OpenAI has introduced Advanced Account Security, an optional hardened authentication mode for ChatGPT and Codex users who face elevated risk of account takeover, including journalists, dissidents, and researchers. The feature enforces passkey or physical security key authentication, eliminates SMS/email recovery routes, and removes OpenAI support team access to recovery options to block social engineering attacks. Members of OpenAI's Trusted Access for Cyber programme will be mandated to enable it or provide equivalent enterprise SSO attestation by June 1.

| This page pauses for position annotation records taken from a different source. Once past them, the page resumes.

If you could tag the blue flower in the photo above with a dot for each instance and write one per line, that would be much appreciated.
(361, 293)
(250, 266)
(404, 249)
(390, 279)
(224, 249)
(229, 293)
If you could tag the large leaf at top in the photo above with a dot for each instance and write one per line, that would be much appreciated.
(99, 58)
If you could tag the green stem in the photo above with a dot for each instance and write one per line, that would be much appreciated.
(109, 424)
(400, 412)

The UK's AI Security Institute has evaluated OpenAI's GPT-5.5 for offensive cybersecurity capabilities, finding it comparable to Anthropic's Claude Mythos model in identifying security vulnerabilities. Unlike Mythos, GPT-5.5 is generally available, meaning its vulnerability-discovery capabilities are accessible to a broad population including malicious actors. This raises significant concerns about the proliferation of AI-assisted exploitation tools at scale.
Cisco Talos researcher Martin Lee demonstrates how generative AI can be used to rapidly deploy adaptive honeypot systems that deceive and study AI-driven attack agents. The technique exploits a fundamental weakness in AI agents — their lack of situational awareness — causing them to interact with simulated vulnerable systems as if they were real targets. This defensive approach shifts the paradigm from passive detection to active manipulation, giving defenders new insight into automated threat actor methodologies.